As the General Secretary and a member of the General Council of the Pallotini Fathers, he was sent to Lisbon as the general delegate and the connection between the Institute Headquarters and those parts of the institute, which were separated by the war. Although fulfilling the tasks connected with that mission took up a lot of his time, functions connected with aiding the refugees:Poles, Jews of Polish origin, both baptized and of Jewish faith, and also other Jews and Aryans, gave him much more trouble. He did that job at first on the part of an association called „Raphaels-Verein", which was used by the Vatican till it was formally abolished by the Nazi authorities, and later at his own risk, in close cooperation with the director of the Rome branch of the association. Rev. Antoni Weber SAC. According to the data from Jewish sources, the Rome branch took care of about 25 000 Jews, and facilitated a safe departure of 4 000.
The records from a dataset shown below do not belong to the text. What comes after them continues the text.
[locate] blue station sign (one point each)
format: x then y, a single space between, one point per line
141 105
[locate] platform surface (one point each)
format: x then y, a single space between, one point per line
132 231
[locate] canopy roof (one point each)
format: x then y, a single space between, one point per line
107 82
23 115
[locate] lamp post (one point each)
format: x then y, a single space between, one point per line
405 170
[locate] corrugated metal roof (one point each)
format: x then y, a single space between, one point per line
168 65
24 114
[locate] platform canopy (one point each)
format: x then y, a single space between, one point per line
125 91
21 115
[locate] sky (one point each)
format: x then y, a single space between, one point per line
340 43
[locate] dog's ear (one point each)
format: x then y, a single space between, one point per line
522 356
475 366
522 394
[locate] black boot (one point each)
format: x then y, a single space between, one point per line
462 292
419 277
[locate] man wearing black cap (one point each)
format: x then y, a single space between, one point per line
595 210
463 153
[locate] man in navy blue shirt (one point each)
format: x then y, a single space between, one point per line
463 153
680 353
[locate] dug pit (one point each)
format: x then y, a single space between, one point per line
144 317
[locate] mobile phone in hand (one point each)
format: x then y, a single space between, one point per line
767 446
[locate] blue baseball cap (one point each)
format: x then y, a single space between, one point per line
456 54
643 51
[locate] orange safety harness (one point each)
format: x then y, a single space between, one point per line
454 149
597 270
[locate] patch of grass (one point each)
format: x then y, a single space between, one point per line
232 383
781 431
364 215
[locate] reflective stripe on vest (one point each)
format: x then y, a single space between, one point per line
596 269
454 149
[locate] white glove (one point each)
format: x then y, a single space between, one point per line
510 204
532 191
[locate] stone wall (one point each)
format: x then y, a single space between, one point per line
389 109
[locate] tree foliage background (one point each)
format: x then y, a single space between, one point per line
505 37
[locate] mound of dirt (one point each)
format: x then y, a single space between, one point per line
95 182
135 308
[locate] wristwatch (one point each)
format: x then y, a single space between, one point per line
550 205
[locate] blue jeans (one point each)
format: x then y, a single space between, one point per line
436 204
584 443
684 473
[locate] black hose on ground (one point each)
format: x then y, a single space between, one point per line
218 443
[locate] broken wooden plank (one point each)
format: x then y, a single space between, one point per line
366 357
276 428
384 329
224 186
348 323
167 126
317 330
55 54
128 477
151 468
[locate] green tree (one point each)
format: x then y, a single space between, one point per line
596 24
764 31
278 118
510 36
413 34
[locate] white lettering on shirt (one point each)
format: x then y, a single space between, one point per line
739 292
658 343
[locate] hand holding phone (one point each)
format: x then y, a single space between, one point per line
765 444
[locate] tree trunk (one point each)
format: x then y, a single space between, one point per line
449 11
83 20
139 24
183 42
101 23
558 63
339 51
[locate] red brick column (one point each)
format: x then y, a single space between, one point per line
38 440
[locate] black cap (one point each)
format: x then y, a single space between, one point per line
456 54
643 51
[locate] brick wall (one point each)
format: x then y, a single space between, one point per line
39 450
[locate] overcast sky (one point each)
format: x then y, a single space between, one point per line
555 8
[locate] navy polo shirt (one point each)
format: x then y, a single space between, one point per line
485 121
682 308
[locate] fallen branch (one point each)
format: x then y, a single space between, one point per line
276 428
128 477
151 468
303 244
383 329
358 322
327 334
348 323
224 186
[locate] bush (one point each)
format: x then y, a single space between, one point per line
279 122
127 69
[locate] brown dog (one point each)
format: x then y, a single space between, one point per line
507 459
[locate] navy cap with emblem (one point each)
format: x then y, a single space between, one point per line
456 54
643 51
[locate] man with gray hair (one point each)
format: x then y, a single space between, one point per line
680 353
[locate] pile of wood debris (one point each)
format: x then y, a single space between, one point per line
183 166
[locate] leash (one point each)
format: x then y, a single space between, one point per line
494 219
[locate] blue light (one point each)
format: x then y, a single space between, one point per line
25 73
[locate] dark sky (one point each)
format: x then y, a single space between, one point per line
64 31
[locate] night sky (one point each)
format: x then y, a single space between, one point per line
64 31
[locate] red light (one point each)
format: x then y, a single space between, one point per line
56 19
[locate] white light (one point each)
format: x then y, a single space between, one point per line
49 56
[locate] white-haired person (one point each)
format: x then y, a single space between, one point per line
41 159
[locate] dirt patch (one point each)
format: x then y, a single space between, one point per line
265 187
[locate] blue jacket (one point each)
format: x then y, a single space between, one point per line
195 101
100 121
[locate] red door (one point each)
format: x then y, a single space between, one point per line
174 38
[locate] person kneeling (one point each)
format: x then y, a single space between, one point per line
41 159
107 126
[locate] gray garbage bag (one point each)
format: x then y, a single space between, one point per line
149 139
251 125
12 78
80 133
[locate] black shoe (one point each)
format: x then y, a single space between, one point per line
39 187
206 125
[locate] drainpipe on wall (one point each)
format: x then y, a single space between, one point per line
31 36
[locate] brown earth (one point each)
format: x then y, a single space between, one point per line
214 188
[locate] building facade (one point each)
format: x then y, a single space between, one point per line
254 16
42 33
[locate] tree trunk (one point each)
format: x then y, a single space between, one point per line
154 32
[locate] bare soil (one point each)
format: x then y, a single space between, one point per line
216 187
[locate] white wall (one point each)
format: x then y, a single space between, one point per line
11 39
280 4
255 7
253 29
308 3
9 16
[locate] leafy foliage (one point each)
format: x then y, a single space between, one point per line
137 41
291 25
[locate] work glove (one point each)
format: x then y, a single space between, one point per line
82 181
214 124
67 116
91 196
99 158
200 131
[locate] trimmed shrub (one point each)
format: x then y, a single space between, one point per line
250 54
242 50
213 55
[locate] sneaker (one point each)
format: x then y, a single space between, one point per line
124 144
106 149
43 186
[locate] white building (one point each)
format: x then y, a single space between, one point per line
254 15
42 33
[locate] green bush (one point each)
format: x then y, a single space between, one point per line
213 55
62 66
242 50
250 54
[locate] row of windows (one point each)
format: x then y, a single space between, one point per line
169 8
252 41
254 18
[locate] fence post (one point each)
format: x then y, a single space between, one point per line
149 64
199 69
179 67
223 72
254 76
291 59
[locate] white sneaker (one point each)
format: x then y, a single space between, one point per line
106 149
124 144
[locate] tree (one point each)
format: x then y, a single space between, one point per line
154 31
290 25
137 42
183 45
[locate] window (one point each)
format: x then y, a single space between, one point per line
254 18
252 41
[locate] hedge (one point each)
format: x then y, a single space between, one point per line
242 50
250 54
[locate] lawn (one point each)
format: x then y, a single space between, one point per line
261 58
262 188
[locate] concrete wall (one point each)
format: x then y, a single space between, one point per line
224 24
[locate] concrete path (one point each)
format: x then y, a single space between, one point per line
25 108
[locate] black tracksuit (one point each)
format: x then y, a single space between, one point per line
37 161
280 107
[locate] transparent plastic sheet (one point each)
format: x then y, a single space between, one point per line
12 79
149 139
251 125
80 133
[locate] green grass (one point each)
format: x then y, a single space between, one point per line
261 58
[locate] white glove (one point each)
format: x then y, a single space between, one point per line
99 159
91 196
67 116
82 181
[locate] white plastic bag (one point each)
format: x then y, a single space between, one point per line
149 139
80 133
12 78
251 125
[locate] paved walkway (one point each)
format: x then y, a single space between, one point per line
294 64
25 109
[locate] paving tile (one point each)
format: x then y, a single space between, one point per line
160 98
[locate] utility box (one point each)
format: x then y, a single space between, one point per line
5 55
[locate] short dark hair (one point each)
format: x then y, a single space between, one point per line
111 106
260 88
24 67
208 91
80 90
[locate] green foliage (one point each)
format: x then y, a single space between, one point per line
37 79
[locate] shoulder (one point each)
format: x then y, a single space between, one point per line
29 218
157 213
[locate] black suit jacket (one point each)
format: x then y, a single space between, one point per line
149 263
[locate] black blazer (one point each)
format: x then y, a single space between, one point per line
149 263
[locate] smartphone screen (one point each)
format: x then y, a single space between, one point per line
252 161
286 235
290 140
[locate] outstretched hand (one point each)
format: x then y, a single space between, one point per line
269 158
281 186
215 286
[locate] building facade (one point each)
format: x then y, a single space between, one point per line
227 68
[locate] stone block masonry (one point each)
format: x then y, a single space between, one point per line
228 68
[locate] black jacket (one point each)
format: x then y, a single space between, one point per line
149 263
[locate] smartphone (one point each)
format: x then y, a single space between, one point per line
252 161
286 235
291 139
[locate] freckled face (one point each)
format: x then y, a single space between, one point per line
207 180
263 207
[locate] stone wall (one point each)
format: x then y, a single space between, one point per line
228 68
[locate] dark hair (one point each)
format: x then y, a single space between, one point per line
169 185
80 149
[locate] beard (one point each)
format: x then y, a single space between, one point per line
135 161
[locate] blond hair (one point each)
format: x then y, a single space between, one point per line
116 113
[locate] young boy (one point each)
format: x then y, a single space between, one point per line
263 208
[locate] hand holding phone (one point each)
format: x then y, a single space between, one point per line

Apart from these 'i£v. Turowski actively cooperated with Polish protection centers, and first of all with the Lisbon representation of the London Ministry of Social Protection under the direction of S. Schimitzki and with the Representation of American Polonia Council directed by F. Piskorski. And finally Rev. Turowski voluntarily organized and conducted in almost all that period a ministration center for refugees, gathering round himself first of all Poles working there or staying there temporarily.


Relating these activities, the author also presents various plots and persecutions aimed at that zealous priest mainly for political reasons, who, in addition, suffered from anaemia and weakness resulting from blood poisoning revealed only towards the end of his stay in Lisbon.


The author closes his essay with a general charakterization of that outstanding Pole and Priest.